ANAVEX 2-73 in combination with Ethosuximide (ETS) (Zarontin®), a first-generation antiepileptic drug, showed a strong synergistic effect in the MES test. In MES-induced convulsions, the combination of 10 mg/kg of ANAVEX 2-73 and 200 mg/kg of ETS provided 80% protection, while no protection at all was observed at the same dose ETS alone.

ANAVEX 2-73 in combination with the first line anti-epileptic drug Valproic acid (VPA) (Depakene®) displayed a strong synergistic effect. In the pentylenetetrazole (PTZ)-induced convulsion model, the combination of 10 mg/kg of ANAVEX 2-73 metabolite and 200 mg/kg of VPA showed 92% protection from tonic seizures, compared with modest 12.5% protection when 200 mg/kg of VPA was administered on its own. The combination with ANAVEX 2-73 also prolonged life during a seizure, compared to when VPA was used alone.

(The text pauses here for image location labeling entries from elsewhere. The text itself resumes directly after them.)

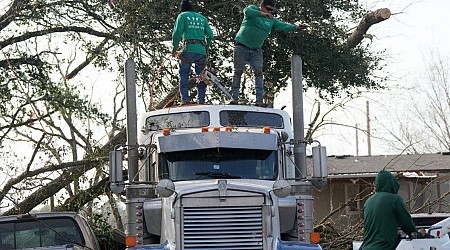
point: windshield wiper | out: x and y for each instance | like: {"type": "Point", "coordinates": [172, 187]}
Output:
{"type": "Point", "coordinates": [219, 175]}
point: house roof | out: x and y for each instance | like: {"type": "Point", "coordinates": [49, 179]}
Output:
{"type": "Point", "coordinates": [338, 165]}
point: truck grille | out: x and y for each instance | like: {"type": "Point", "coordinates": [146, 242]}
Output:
{"type": "Point", "coordinates": [222, 228]}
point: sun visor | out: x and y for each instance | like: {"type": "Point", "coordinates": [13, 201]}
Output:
{"type": "Point", "coordinates": [218, 139]}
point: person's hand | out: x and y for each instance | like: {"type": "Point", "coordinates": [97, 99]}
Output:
{"type": "Point", "coordinates": [267, 14]}
{"type": "Point", "coordinates": [302, 26]}
{"type": "Point", "coordinates": [423, 232]}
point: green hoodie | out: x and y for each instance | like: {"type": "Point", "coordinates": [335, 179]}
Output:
{"type": "Point", "coordinates": [191, 25]}
{"type": "Point", "coordinates": [256, 28]}
{"type": "Point", "coordinates": [384, 213]}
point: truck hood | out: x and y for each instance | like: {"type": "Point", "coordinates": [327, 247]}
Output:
{"type": "Point", "coordinates": [261, 186]}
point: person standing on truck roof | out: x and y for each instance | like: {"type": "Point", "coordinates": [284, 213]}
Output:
{"type": "Point", "coordinates": [193, 29]}
{"type": "Point", "coordinates": [255, 28]}
{"type": "Point", "coordinates": [384, 213]}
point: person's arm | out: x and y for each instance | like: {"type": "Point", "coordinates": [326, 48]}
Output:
{"type": "Point", "coordinates": [177, 33]}
{"type": "Point", "coordinates": [209, 35]}
{"type": "Point", "coordinates": [404, 218]}
{"type": "Point", "coordinates": [279, 25]}
{"type": "Point", "coordinates": [252, 11]}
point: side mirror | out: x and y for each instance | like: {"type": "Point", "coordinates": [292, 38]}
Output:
{"type": "Point", "coordinates": [116, 171]}
{"type": "Point", "coordinates": [165, 188]}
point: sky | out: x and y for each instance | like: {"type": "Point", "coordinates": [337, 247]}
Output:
{"type": "Point", "coordinates": [415, 31]}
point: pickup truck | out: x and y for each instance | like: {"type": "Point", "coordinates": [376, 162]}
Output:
{"type": "Point", "coordinates": [45, 231]}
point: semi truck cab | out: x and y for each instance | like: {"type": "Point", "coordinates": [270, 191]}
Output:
{"type": "Point", "coordinates": [218, 177]}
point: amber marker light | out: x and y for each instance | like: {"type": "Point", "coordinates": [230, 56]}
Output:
{"type": "Point", "coordinates": [130, 241]}
{"type": "Point", "coordinates": [166, 131]}
{"type": "Point", "coordinates": [314, 237]}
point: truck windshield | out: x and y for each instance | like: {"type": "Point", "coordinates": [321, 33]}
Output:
{"type": "Point", "coordinates": [218, 163]}
{"type": "Point", "coordinates": [32, 233]}
{"type": "Point", "coordinates": [194, 119]}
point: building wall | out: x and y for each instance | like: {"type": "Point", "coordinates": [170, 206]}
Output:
{"type": "Point", "coordinates": [339, 192]}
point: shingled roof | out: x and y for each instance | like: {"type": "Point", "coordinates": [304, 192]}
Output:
{"type": "Point", "coordinates": [338, 165]}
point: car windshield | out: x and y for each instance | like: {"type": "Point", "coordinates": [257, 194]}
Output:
{"type": "Point", "coordinates": [32, 233]}
{"type": "Point", "coordinates": [218, 163]}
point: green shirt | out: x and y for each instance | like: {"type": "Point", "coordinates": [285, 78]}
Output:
{"type": "Point", "coordinates": [191, 25]}
{"type": "Point", "coordinates": [256, 28]}
{"type": "Point", "coordinates": [384, 213]}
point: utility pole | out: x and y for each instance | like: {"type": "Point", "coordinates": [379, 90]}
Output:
{"type": "Point", "coordinates": [369, 147]}
{"type": "Point", "coordinates": [297, 117]}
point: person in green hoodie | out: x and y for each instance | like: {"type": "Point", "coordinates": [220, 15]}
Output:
{"type": "Point", "coordinates": [256, 26]}
{"type": "Point", "coordinates": [384, 213]}
{"type": "Point", "coordinates": [193, 29]}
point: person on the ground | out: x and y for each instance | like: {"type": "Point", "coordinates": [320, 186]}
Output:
{"type": "Point", "coordinates": [194, 31]}
{"type": "Point", "coordinates": [255, 28]}
{"type": "Point", "coordinates": [385, 212]}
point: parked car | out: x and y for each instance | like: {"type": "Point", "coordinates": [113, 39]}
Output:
{"type": "Point", "coordinates": [55, 230]}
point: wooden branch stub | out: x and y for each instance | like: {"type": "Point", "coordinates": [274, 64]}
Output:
{"type": "Point", "coordinates": [368, 20]}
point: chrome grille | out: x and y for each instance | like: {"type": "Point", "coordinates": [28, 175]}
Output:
{"type": "Point", "coordinates": [222, 228]}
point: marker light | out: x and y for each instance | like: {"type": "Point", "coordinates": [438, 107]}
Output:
{"type": "Point", "coordinates": [130, 241]}
{"type": "Point", "coordinates": [314, 237]}
{"type": "Point", "coordinates": [166, 131]}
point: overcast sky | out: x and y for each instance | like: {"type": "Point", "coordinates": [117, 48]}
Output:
{"type": "Point", "coordinates": [415, 30]}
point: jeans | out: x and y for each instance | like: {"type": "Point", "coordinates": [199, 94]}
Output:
{"type": "Point", "coordinates": [242, 56]}
{"type": "Point", "coordinates": [185, 69]}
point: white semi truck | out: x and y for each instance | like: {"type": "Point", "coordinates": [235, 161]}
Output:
{"type": "Point", "coordinates": [217, 177]}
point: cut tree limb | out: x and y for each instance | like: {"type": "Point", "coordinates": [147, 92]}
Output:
{"type": "Point", "coordinates": [366, 22]}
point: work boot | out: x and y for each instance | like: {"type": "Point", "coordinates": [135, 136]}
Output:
{"type": "Point", "coordinates": [234, 102]}
{"type": "Point", "coordinates": [260, 104]}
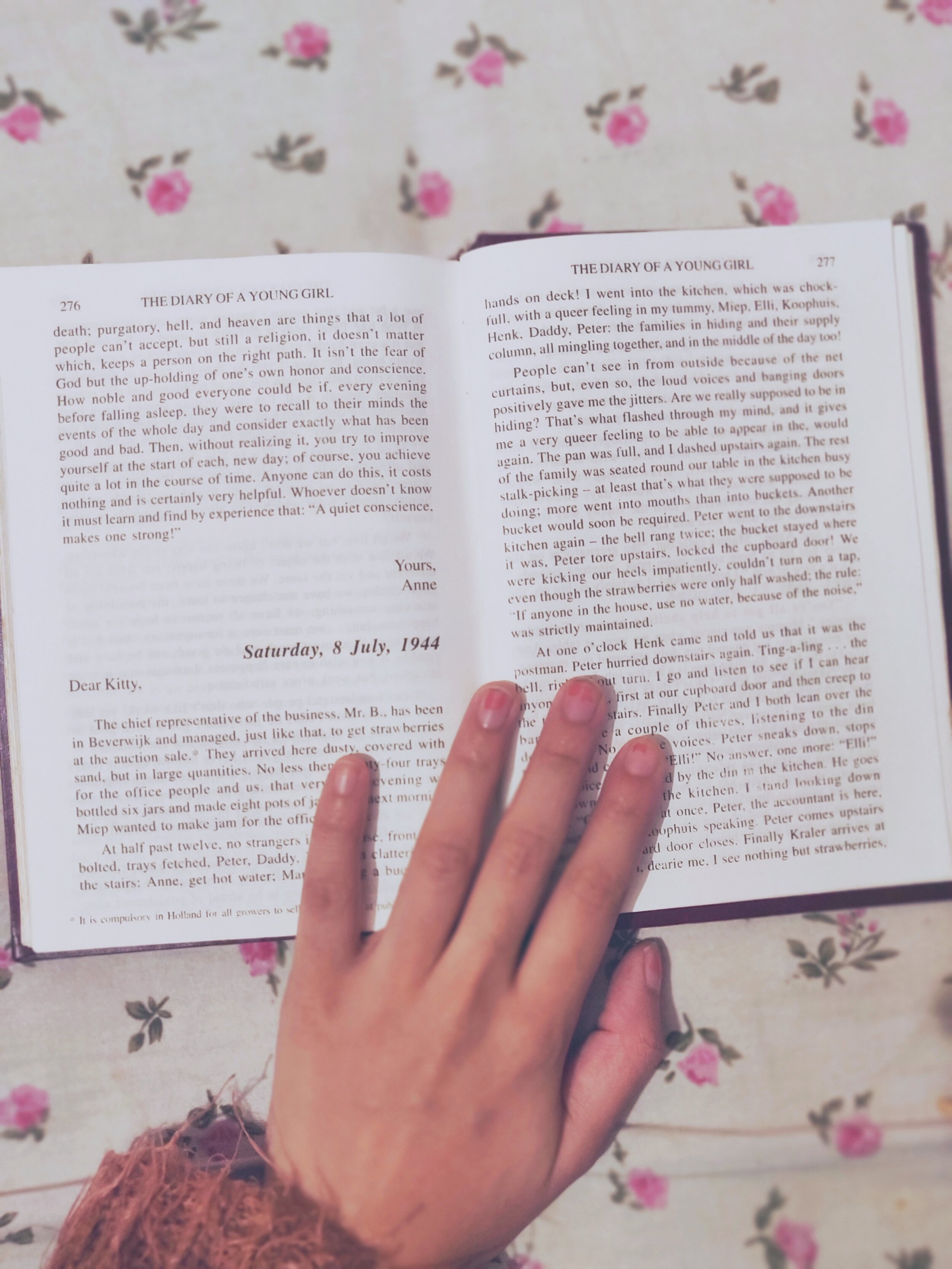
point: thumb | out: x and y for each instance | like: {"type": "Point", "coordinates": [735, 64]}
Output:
{"type": "Point", "coordinates": [613, 1065]}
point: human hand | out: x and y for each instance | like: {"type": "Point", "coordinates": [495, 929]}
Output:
{"type": "Point", "coordinates": [423, 1084]}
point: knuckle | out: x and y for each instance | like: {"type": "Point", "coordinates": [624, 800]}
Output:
{"type": "Point", "coordinates": [562, 755]}
{"type": "Point", "coordinates": [444, 860]}
{"type": "Point", "coordinates": [593, 885]}
{"type": "Point", "coordinates": [324, 895]}
{"type": "Point", "coordinates": [474, 752]}
{"type": "Point", "coordinates": [520, 848]}
{"type": "Point", "coordinates": [333, 816]}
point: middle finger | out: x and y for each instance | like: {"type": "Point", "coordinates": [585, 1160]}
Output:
{"type": "Point", "coordinates": [527, 843]}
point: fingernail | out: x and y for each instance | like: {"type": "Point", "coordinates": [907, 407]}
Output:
{"type": "Point", "coordinates": [494, 709]}
{"type": "Point", "coordinates": [642, 758]}
{"type": "Point", "coordinates": [579, 700]}
{"type": "Point", "coordinates": [345, 778]}
{"type": "Point", "coordinates": [653, 967]}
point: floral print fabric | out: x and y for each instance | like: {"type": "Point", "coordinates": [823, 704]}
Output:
{"type": "Point", "coordinates": [800, 1116]}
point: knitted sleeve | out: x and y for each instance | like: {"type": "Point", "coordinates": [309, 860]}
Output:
{"type": "Point", "coordinates": [155, 1207]}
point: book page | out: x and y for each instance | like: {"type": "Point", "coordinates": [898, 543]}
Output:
{"type": "Point", "coordinates": [701, 472]}
{"type": "Point", "coordinates": [224, 481]}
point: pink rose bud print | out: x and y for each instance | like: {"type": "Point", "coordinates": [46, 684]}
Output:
{"type": "Point", "coordinates": [777, 205]}
{"type": "Point", "coordinates": [488, 68]}
{"type": "Point", "coordinates": [626, 127]}
{"type": "Point", "coordinates": [857, 1136]}
{"type": "Point", "coordinates": [701, 1064]}
{"type": "Point", "coordinates": [168, 192]}
{"type": "Point", "coordinates": [434, 195]}
{"type": "Point", "coordinates": [23, 123]}
{"type": "Point", "coordinates": [649, 1188]}
{"type": "Point", "coordinates": [889, 122]}
{"type": "Point", "coordinates": [307, 41]}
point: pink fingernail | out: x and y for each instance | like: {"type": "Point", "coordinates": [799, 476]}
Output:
{"type": "Point", "coordinates": [642, 758]}
{"type": "Point", "coordinates": [579, 700]}
{"type": "Point", "coordinates": [494, 709]}
{"type": "Point", "coordinates": [653, 967]}
{"type": "Point", "coordinates": [345, 777]}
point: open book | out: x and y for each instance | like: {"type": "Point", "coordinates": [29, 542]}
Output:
{"type": "Point", "coordinates": [265, 512]}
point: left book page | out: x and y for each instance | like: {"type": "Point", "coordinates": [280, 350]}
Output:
{"type": "Point", "coordinates": [229, 493]}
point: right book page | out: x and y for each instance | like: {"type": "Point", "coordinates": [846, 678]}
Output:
{"type": "Point", "coordinates": [701, 470]}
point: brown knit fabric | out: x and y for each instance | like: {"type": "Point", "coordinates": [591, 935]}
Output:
{"type": "Point", "coordinates": [153, 1208]}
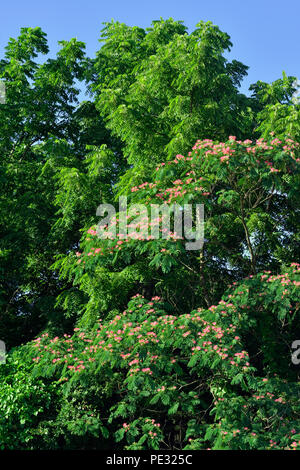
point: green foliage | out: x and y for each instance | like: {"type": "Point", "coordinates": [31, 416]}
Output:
{"type": "Point", "coordinates": [139, 342]}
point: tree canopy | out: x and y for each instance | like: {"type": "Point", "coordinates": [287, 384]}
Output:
{"type": "Point", "coordinates": [135, 342]}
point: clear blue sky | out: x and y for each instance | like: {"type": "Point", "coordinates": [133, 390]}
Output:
{"type": "Point", "coordinates": [264, 33]}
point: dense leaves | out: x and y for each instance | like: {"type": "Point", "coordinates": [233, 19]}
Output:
{"type": "Point", "coordinates": [132, 341]}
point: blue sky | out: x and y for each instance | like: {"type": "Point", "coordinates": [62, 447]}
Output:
{"type": "Point", "coordinates": [265, 33]}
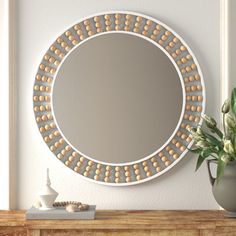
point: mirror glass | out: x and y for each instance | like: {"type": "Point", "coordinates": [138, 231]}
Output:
{"type": "Point", "coordinates": [117, 98]}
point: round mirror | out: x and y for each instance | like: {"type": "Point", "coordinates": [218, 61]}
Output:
{"type": "Point", "coordinates": [114, 96]}
{"type": "Point", "coordinates": [117, 98]}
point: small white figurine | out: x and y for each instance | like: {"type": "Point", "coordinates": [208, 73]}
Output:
{"type": "Point", "coordinates": [47, 195]}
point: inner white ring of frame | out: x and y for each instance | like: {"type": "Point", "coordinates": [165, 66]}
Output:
{"type": "Point", "coordinates": [145, 162]}
{"type": "Point", "coordinates": [183, 96]}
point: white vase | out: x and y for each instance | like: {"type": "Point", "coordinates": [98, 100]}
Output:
{"type": "Point", "coordinates": [47, 195]}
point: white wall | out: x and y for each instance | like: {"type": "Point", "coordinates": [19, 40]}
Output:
{"type": "Point", "coordinates": [38, 23]}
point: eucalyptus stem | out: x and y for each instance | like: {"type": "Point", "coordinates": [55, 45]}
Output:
{"type": "Point", "coordinates": [224, 125]}
{"type": "Point", "coordinates": [218, 132]}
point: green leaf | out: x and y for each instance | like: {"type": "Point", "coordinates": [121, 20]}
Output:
{"type": "Point", "coordinates": [206, 153]}
{"type": "Point", "coordinates": [233, 101]}
{"type": "Point", "coordinates": [213, 140]}
{"type": "Point", "coordinates": [200, 160]}
{"type": "Point", "coordinates": [220, 169]}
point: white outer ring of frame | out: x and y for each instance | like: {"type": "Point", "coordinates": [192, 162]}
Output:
{"type": "Point", "coordinates": [203, 103]}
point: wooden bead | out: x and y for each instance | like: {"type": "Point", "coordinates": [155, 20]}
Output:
{"type": "Point", "coordinates": [175, 156]}
{"type": "Point", "coordinates": [108, 28]}
{"type": "Point", "coordinates": [76, 27]}
{"type": "Point", "coordinates": [138, 177]}
{"type": "Point", "coordinates": [99, 166]}
{"type": "Point", "coordinates": [146, 27]}
{"type": "Point", "coordinates": [107, 17]}
{"type": "Point", "coordinates": [42, 129]}
{"type": "Point", "coordinates": [164, 158]}
{"type": "Point", "coordinates": [96, 19]}
{"type": "Point", "coordinates": [184, 60]}
{"type": "Point", "coordinates": [117, 174]}
{"type": "Point", "coordinates": [163, 37]}
{"type": "Point", "coordinates": [156, 32]}
{"type": "Point", "coordinates": [90, 163]}
{"type": "Point", "coordinates": [107, 23]}
{"type": "Point", "coordinates": [138, 18]}
{"type": "Point", "coordinates": [96, 177]}
{"type": "Point", "coordinates": [149, 173]}
{"type": "Point", "coordinates": [108, 168]}
{"type": "Point", "coordinates": [171, 152]}
{"type": "Point", "coordinates": [127, 174]}
{"type": "Point", "coordinates": [135, 166]}
{"type": "Point", "coordinates": [79, 164]}
{"type": "Point", "coordinates": [86, 173]}
{"type": "Point", "coordinates": [128, 179]}
{"type": "Point", "coordinates": [128, 17]}
{"type": "Point", "coordinates": [59, 156]}
{"type": "Point", "coordinates": [153, 37]}
{"type": "Point", "coordinates": [67, 163]}
{"type": "Point", "coordinates": [167, 163]}
{"type": "Point", "coordinates": [117, 22]}
{"type": "Point", "coordinates": [74, 154]}
{"type": "Point", "coordinates": [160, 154]}
{"type": "Point", "coordinates": [71, 158]}
{"type": "Point", "coordinates": [52, 148]}
{"type": "Point", "coordinates": [153, 159]}
{"type": "Point", "coordinates": [106, 179]}
{"type": "Point", "coordinates": [86, 22]}
{"type": "Point", "coordinates": [144, 163]}
{"type": "Point", "coordinates": [155, 164]}
{"type": "Point", "coordinates": [175, 40]}
{"type": "Point", "coordinates": [63, 152]}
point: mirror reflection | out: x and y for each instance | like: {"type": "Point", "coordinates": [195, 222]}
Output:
{"type": "Point", "coordinates": [117, 98]}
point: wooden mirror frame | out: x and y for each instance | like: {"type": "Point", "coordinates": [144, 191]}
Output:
{"type": "Point", "coordinates": [192, 87]}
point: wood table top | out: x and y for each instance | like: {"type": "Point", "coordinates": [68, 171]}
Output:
{"type": "Point", "coordinates": [121, 219]}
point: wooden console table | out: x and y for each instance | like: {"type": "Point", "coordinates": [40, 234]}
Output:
{"type": "Point", "coordinates": [120, 223]}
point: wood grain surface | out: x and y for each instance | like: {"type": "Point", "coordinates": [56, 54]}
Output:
{"type": "Point", "coordinates": [114, 223]}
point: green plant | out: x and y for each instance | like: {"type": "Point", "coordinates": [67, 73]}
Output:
{"type": "Point", "coordinates": [212, 143]}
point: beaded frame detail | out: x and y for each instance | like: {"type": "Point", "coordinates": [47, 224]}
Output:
{"type": "Point", "coordinates": [193, 90]}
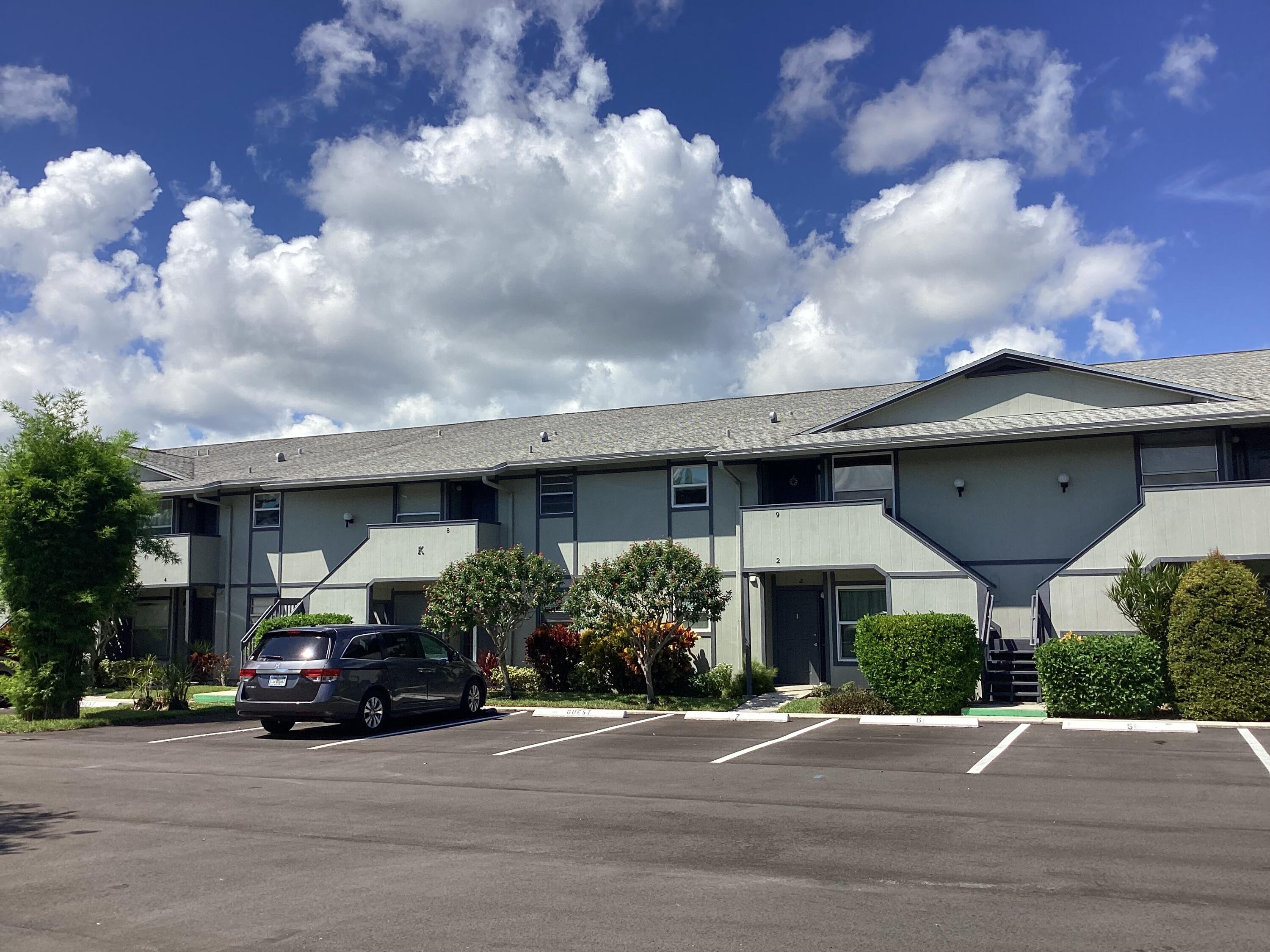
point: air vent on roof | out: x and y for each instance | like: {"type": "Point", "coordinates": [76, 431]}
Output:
{"type": "Point", "coordinates": [1006, 365]}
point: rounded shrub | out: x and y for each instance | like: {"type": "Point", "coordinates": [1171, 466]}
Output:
{"type": "Point", "coordinates": [1220, 643]}
{"type": "Point", "coordinates": [1110, 676]}
{"type": "Point", "coordinates": [762, 678]}
{"type": "Point", "coordinates": [851, 699]}
{"type": "Point", "coordinates": [920, 663]}
{"type": "Point", "coordinates": [553, 652]}
{"type": "Point", "coordinates": [610, 658]}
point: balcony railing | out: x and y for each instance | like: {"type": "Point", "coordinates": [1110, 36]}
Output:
{"type": "Point", "coordinates": [834, 536]}
{"type": "Point", "coordinates": [197, 563]}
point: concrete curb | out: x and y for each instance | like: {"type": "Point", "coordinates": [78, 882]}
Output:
{"type": "Point", "coordinates": [1253, 725]}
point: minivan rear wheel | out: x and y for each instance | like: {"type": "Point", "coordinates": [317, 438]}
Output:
{"type": "Point", "coordinates": [473, 700]}
{"type": "Point", "coordinates": [373, 714]}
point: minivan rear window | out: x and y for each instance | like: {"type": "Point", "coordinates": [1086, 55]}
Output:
{"type": "Point", "coordinates": [294, 647]}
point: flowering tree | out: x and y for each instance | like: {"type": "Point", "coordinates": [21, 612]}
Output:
{"type": "Point", "coordinates": [494, 589]}
{"type": "Point", "coordinates": [647, 597]}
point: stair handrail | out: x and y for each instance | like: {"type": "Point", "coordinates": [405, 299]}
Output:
{"type": "Point", "coordinates": [276, 608]}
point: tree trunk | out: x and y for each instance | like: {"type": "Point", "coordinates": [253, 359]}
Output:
{"type": "Point", "coordinates": [507, 678]}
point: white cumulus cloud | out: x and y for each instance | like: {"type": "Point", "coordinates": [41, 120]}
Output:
{"type": "Point", "coordinates": [809, 82]}
{"type": "Point", "coordinates": [530, 253]}
{"type": "Point", "coordinates": [929, 263]}
{"type": "Point", "coordinates": [1033, 341]}
{"type": "Point", "coordinates": [32, 94]}
{"type": "Point", "coordinates": [1113, 338]}
{"type": "Point", "coordinates": [987, 93]}
{"type": "Point", "coordinates": [1183, 69]}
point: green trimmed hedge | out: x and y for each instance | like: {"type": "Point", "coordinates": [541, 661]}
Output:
{"type": "Point", "coordinates": [1110, 676]}
{"type": "Point", "coordinates": [920, 663]}
{"type": "Point", "coordinates": [1220, 643]}
{"type": "Point", "coordinates": [299, 621]}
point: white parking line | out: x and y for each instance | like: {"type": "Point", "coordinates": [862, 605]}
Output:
{"type": "Point", "coordinates": [1256, 748]}
{"type": "Point", "coordinates": [997, 751]}
{"type": "Point", "coordinates": [214, 734]}
{"type": "Point", "coordinates": [769, 743]}
{"type": "Point", "coordinates": [414, 730]}
{"type": "Point", "coordinates": [588, 734]}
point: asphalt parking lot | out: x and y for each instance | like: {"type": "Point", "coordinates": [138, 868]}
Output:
{"type": "Point", "coordinates": [520, 832]}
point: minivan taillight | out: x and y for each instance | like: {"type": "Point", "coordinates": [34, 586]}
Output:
{"type": "Point", "coordinates": [320, 674]}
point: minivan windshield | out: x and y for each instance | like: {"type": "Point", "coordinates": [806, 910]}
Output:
{"type": "Point", "coordinates": [294, 647]}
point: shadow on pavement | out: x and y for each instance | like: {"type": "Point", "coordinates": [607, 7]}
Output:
{"type": "Point", "coordinates": [23, 823]}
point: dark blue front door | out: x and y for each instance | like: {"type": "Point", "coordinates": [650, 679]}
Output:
{"type": "Point", "coordinates": [797, 636]}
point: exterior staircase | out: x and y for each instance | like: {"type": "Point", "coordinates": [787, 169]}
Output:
{"type": "Point", "coordinates": [1010, 672]}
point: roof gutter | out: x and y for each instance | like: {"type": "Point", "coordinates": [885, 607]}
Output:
{"type": "Point", "coordinates": [1006, 436]}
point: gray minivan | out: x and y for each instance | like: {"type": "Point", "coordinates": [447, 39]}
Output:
{"type": "Point", "coordinates": [361, 673]}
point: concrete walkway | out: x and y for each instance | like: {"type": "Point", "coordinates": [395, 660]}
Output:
{"type": "Point", "coordinates": [775, 699]}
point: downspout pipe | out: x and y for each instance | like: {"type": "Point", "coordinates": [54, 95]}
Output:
{"type": "Point", "coordinates": [743, 584]}
{"type": "Point", "coordinates": [511, 531]}
{"type": "Point", "coordinates": [229, 567]}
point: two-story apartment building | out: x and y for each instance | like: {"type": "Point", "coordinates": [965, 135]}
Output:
{"type": "Point", "coordinates": [1010, 489]}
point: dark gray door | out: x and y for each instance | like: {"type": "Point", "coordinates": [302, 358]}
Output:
{"type": "Point", "coordinates": [446, 677]}
{"type": "Point", "coordinates": [408, 672]}
{"type": "Point", "coordinates": [797, 620]}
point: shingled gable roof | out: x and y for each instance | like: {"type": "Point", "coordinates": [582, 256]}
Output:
{"type": "Point", "coordinates": [731, 428]}
{"type": "Point", "coordinates": [1016, 361]}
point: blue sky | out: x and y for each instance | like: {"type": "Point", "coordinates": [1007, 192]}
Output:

ANAVEX 2-73 in combination with the newer generation anti-epileptic drug gabapentin (Neurontin®) also showed a statistically strong effect in the reduction of seizures, compared to gabapentin alone. The combination of 5 mg/kg of ANAVEX 2-73 metabolite with 100 mg/kg of gabapentin resulted in 90% protection from tonic seizures as compared to 40% protection with 100 mg/kg of gabapentin alone in the MEZ test.

Anavex plans to release the full preclinical anti-seizure data for ANAVEX 2-73 at an upcoming scientific conference.

About ANAVEX 2-73

ANAVEX 2-73 is an orally available small molecule that targets sigma-1 and muscarinic receptors, which have shown in preclinical studies to reduce stress levels in the brain. ANAVEX 2-73 is currently undergoing a Phase 2a clinical trial for Alzheimer's disease. A Phase 1 trial was successfully completed and showed no safety issues or toxicity signals. A total of 22 healthy male volunteers received single ascending oral doses of ANAVEX 2-73 to determine the maximum tolerated dose and investigate what, if any, side effects may result. ANAVEX 2-73 was well tolerated even at the highest tested dose of 55 mg. Study participants did not exhibit any serious side effects, nor was there any study discontinuation due to adverse events. In addition, ANAVEX 2-73 demonstrated a pharmacokinetics (PK) profile to potentially support once-daily oral dosing. PK data revealed biotransformation of ANAVEX 2-73 to its main metabolite, which also actively targets sigma-1 and muscarinic receptors like its parent drug ANAVEX 2-73.